Le 16 février dernier, l’administration pénitentiaire russe annonçait la mort d’Alexeï Navalny, principal opposant à Vladimir Poutine, dans le camp où il purgeait une peine de 19 années de prison.

photo United States Mission Geneva via Flickr

Alexei Navalny était un militant russe anticorruption et le principal opposant au gouvernement russe actuel. En août 2020, il tombe gravement malade suite à un empoisonnement au novitchok. Il tient le gouvernement russe pour responsable, mais le Kremlin dément son implication. Soigné en Allemagne, il revient en Russie en 2021 malgré les risques encourus. Il y est sommairement jugé, condamné à 19 années pour « extrémisme » et emprisonné.

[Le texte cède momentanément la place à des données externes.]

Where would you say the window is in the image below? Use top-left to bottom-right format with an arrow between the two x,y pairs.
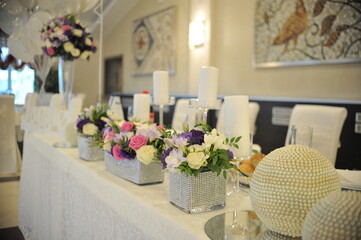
0,47 -> 35,104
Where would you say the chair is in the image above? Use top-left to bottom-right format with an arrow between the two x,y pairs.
172,99 -> 200,132
216,102 -> 259,136
285,104 -> 347,164
0,95 -> 21,174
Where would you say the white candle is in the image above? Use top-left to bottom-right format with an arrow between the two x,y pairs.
224,95 -> 251,158
153,71 -> 169,105
133,93 -> 150,122
198,66 -> 219,107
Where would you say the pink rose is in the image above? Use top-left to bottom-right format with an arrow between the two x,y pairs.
46,47 -> 55,56
120,122 -> 134,132
104,131 -> 115,142
61,25 -> 71,32
112,144 -> 124,160
129,135 -> 147,151
157,125 -> 165,131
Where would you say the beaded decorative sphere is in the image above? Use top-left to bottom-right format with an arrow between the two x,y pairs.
302,191 -> 361,240
250,145 -> 341,237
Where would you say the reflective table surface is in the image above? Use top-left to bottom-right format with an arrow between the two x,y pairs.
204,210 -> 301,240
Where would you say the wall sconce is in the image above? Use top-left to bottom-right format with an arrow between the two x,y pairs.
189,20 -> 206,49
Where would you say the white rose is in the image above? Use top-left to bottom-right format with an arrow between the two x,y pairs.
136,145 -> 157,165
73,29 -> 83,37
83,123 -> 98,135
103,142 -> 112,152
203,129 -> 228,150
64,42 -> 74,52
165,149 -> 187,171
107,109 -> 123,122
71,48 -> 80,57
187,152 -> 207,169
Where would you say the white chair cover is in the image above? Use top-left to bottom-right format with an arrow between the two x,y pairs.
172,99 -> 200,132
216,102 -> 259,136
285,104 -> 347,164
0,95 -> 21,174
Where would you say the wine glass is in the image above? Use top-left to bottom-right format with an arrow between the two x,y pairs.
127,106 -> 133,121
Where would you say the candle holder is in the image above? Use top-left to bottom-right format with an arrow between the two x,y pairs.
151,97 -> 175,126
189,98 -> 222,123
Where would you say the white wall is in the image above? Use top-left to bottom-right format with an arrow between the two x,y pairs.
74,0 -> 361,105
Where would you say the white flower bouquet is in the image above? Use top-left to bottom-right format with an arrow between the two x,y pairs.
161,123 -> 241,178
41,14 -> 96,60
102,121 -> 169,165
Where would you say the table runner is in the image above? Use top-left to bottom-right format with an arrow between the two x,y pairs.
19,133 -> 252,240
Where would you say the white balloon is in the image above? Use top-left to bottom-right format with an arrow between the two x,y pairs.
3,0 -> 24,15
0,8 -> 28,35
38,0 -> 57,11
25,11 -> 52,56
7,33 -> 33,62
80,0 -> 99,13
18,0 -> 38,9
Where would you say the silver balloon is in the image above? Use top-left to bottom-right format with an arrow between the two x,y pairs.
18,0 -> 38,9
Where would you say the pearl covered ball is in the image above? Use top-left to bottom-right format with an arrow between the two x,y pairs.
250,145 -> 341,237
302,191 -> 361,240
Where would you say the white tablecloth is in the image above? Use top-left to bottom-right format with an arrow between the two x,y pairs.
19,134 -> 252,240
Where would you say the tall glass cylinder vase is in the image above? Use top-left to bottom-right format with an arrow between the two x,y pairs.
58,57 -> 75,109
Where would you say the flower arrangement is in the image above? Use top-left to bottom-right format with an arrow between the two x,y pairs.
41,14 -> 96,60
102,121 -> 169,165
161,123 -> 241,178
76,104 -> 109,142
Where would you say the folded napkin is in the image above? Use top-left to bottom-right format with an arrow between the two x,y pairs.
337,169 -> 361,190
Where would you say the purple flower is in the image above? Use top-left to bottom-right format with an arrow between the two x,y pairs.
178,132 -> 192,141
189,129 -> 204,145
76,119 -> 90,131
227,150 -> 233,159
95,119 -> 107,130
160,148 -> 173,169
120,149 -> 135,159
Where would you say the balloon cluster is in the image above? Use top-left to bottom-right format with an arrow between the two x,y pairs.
0,0 -> 98,63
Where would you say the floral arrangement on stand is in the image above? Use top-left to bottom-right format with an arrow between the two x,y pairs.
161,123 -> 241,178
41,14 -> 96,60
102,121 -> 170,165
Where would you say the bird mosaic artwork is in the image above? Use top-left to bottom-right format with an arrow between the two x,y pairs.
273,0 -> 308,51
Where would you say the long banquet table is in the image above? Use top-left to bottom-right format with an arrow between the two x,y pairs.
19,133 -> 252,240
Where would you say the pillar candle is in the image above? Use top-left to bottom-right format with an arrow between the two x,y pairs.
224,95 -> 251,158
133,93 -> 150,122
198,66 -> 219,107
153,71 -> 169,105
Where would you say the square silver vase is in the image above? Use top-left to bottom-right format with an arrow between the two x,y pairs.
169,171 -> 226,213
104,151 -> 164,185
78,135 -> 104,161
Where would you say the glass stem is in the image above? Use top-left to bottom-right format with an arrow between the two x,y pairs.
159,104 -> 164,126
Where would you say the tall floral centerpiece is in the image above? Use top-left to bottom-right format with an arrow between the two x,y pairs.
76,104 -> 110,161
161,123 -> 241,213
102,121 -> 169,185
41,14 -> 96,108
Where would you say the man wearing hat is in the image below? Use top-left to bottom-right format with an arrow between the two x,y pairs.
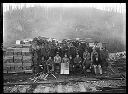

Le 16 février dernier, sa mort est annoncée par l’administration pénitentiaire. Selon un communiqué du service fédéral de l’exécution des peines (FSIN) : « Le 16 février 2024, dans le centre pénitentiaire numéro 3, le prisonnier A. Navalny s’est senti mal après une promenade et a presque immédiatement perdu connaissance. Le personnel médical de l’établissement est arrivé immédiatement et une équipe de secours d’urgence a été appelée. Toutes les mesures de réanimation nécessaires ont été prises, sans résultats. Les urgentistes ont constaté le décès du condamné, […]».

La responsabilité directe de Vladimir Poutine dans cette mort est immédiatement pointée par toutes les capitales occidentales. Quant la famille d’Alexei Navalny, elle n’a accès à son corps que huit jours plus tard. Elle aussi, ainsi que les opposants à Vladimir Poutine, soupçonne une mort provoquée, et le fait que l’administration pénitentiaire ait cherché à camoufler des traces éventuelles d’assassinat (raison, pour laquelle, la dépouille n’aurait pas été remise tout de suite), ce qui ne fait pas réagir le dirigeant russe.

Dès l’annonce du décès, dans le monde de nombreuses personnes déposent des fleurs et allument des bougies à la mémoire d’Alexeï Navalny, à Berlin, Paris, Strasbourg… etc. En Russie même, et malgré les avertissements du gouvernement concernant l’interdiction de participer aux manifestations « non autorisées », des centaines de personnes se réunissent dans différentes villes afin de rendre hommage à l’opposant. Au lendemain de son décès, le 17 février, plus de 359 personnes sont arrêtées dans des conditions parfois violentes (« personnes plaquées, la tête dans la neige » selon Europe 1) et pourtant cela ne décourage pas des milliers de gens d’assister à ses funérailles à Moscou, le 1er mars.

Aujourd’hui, les gouvernements de plus de 40 pays occidentaux demandent une enquête internationale indépendante sur la mort de ce dernier, et certains pays tels que le Canada ou les Etats-Unis ont annoncé des nouvelles sanctions contre la Russie.

En Russie, à quelques semaines de l’élection présidentielle russe (du 15 au 17 mars), l’émotion est toujours vive parmi les opposants à Poutine et la tombe de Navalny est encore et chaque jour recouverte de fleurs.